20 minutes later, when I got back, I was very disappointed to find a message on my screen saying that youtube has failed to convert the file. Needless to say, I wasn’t going to give up that fast, so I tried re-encoding the file and gave it another shot. Another 20 minutes, and another failure.
After trying again several times, I decided to change the encoding settings, bit-rate and play with the encoding quality presets – but in vain. Either it did not convert, either it ended up with a gray screen instead of the actual video. Finally, I tried to upload short snippets of the video – ranging from 5 seconds to 30 seconds. Funny enough, the shorter snippets were uploaded perfectly – but the full video didn’t.
Finally, after more than 20 unsuccessful uploads, google has found me the solution – it seems like youtube support for the video encoder I was using, x264, was incomplete. Some of the videos encoded using x264 will be perfectly converted for youtube, while other won’t. I couldn’t put my finger on the reasoning behind which videos will convert, but I did learn that I need to stay away from this encoder.
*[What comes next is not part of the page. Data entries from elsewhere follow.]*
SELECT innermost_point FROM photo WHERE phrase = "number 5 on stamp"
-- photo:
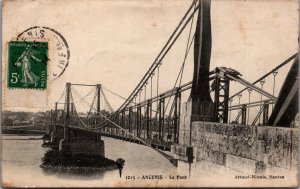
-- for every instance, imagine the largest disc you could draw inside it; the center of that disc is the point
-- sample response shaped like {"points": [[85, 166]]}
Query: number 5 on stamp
{"points": [[27, 64]]}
Equipped with this information, I went to google to look for an alternative solution – and found the new open-source WebM video format, developed and sponsored by google. I had a feeling that this was going to work: since youtube is actually google, they are most likely to support a video format they sponser. And so it did – After encoding the video in the WebM format youtube has successfully digested it and now it’s waiting for you to watch and enjoy:
http://www.youtube.com/watch?v=U0oC8h_1ehQ
Tags: encoding problems, ffmpeg, salsa music, timing videos, video, WebM, x264, youtube
You should use QuickTime to encode the video into YouTube format (I’ve never had any problems). Also, Adobe Media Encoder or VLC is great for this purpose as well.